3. Prepare For Incapacitation With a Living Will
Estate Planning isn’t just about death. With more of us than ever loving longer than ever, we are headed for a global pandemic of degenerative illness like Alzheimers. Estate planning also allows us to set out what we want to happen if we are judged to have lost capacity.
This includes things like creating a living trust, identifying a relative to look after you and making sure monies are set aside to find your ongoing care.
4. Find The Right Lawyer Or Online Estate Planning Site
Not all lawyers were created equal. Some are great and others are, well the less said the better. Finding the right one for you needs can make all the difference between a comprehensive and legally sound bank of estate planning documents and leaving a contestation time bomb that your relatives will litigage over.
If you cannot afford a good lawyer, then why not check out online legal software? Estate planning can be done online perfectly adequately these days at a fraction of the cost of a lawyer.
5. Get Tax Advice
We all know the old adage about life’s two certainties being death and taxes but sadly, the taxes don’t even stop with death! Any assets we bequeath to friends or relatives will be subjected to state and maybe even federal taxes. However, there may be ways to offset and minimise these if you are proactive and take the relevant advice ahead of time.
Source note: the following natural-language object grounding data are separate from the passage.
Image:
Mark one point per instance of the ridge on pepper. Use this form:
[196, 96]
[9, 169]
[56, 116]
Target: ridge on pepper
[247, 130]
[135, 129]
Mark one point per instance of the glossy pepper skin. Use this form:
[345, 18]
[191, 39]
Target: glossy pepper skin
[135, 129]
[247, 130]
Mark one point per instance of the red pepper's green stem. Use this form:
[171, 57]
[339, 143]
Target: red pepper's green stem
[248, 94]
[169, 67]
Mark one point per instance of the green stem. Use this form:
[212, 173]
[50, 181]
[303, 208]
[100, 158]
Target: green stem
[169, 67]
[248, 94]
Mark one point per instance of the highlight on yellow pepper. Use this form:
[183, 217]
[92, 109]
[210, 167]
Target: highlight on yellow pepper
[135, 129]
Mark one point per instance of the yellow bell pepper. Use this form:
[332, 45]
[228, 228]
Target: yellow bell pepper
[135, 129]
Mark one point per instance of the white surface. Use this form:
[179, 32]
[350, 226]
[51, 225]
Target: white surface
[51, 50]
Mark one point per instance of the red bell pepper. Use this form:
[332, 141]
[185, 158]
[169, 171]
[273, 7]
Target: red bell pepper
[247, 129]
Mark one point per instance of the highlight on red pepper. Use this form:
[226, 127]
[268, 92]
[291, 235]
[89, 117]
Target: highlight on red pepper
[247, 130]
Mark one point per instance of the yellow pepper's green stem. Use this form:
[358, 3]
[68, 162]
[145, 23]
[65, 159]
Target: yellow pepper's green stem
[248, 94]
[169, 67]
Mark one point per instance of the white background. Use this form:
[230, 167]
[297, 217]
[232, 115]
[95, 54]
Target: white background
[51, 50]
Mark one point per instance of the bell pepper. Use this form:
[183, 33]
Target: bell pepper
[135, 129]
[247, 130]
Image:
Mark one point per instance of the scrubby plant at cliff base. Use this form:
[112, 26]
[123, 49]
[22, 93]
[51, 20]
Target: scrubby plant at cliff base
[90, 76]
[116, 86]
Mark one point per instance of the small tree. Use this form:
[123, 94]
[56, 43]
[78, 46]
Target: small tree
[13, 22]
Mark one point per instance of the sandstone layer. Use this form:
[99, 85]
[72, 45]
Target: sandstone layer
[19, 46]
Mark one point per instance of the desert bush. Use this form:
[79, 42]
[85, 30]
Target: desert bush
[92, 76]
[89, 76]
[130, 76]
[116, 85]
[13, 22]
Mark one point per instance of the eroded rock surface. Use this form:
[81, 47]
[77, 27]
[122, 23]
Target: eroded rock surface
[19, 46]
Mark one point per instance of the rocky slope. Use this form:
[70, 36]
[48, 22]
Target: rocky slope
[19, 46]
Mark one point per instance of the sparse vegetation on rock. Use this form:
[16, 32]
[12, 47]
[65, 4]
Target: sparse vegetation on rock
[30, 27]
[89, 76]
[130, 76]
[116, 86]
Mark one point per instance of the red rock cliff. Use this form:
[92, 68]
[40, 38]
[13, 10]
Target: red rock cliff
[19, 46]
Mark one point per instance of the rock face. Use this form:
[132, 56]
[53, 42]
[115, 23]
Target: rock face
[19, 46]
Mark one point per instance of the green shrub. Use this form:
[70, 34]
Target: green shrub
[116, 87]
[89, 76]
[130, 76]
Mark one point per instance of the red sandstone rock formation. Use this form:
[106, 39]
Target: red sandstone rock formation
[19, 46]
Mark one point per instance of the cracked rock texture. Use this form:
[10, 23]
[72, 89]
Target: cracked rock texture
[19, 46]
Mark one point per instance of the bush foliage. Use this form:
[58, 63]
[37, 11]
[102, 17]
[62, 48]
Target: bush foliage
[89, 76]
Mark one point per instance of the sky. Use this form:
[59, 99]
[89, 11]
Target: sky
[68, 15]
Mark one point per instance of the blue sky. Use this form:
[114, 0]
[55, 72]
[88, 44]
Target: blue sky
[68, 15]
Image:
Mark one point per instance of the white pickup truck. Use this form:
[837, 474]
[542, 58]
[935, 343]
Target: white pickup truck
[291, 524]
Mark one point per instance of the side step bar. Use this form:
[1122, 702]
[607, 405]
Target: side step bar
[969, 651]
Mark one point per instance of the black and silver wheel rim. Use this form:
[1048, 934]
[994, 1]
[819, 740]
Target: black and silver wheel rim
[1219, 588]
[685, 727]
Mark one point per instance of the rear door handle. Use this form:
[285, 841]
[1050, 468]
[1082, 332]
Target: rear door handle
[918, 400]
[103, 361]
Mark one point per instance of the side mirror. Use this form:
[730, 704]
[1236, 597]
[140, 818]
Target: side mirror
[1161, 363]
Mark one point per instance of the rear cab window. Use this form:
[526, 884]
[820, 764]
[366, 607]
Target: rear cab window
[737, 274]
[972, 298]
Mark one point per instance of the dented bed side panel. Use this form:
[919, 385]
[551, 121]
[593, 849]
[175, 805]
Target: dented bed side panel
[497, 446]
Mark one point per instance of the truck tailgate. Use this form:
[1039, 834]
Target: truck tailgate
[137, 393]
6. Consider Setting Up A Trust
If you have young relatives, or simply financially irresponsible relatives, then you may not want to leave a huge lump sum of cash which they may waste. In cases like these, you can set up a trust for their benefit. Trusts can work in a variety of different ways monies can be held until a certain date, or then can be released periodically in the form of a monthly or annual stipend.
7. Keep Your Beneficiaries & Estate Administrator Up To Date
And finally, it is usually wise to make sure that any estate administrators or beneficiaries know what is coming. Whilst you may not wish to exclose full details, you should at least let the relevant people know that when the time comes, they will inherit either a little bit of something or a mountain of paperwork. After all, it’s just polite!
Estate planning and probate can be straightforward or complex – it all depends on whether you want to make a living will, have complex tax dilemmas or acrimous familial ties. Still, as long as you appoint an estate administrator and make a will then it’s a step in the right direction. Whether you can pay a lawyer or just use online estate planning facilities, doing something is better than doing nothing.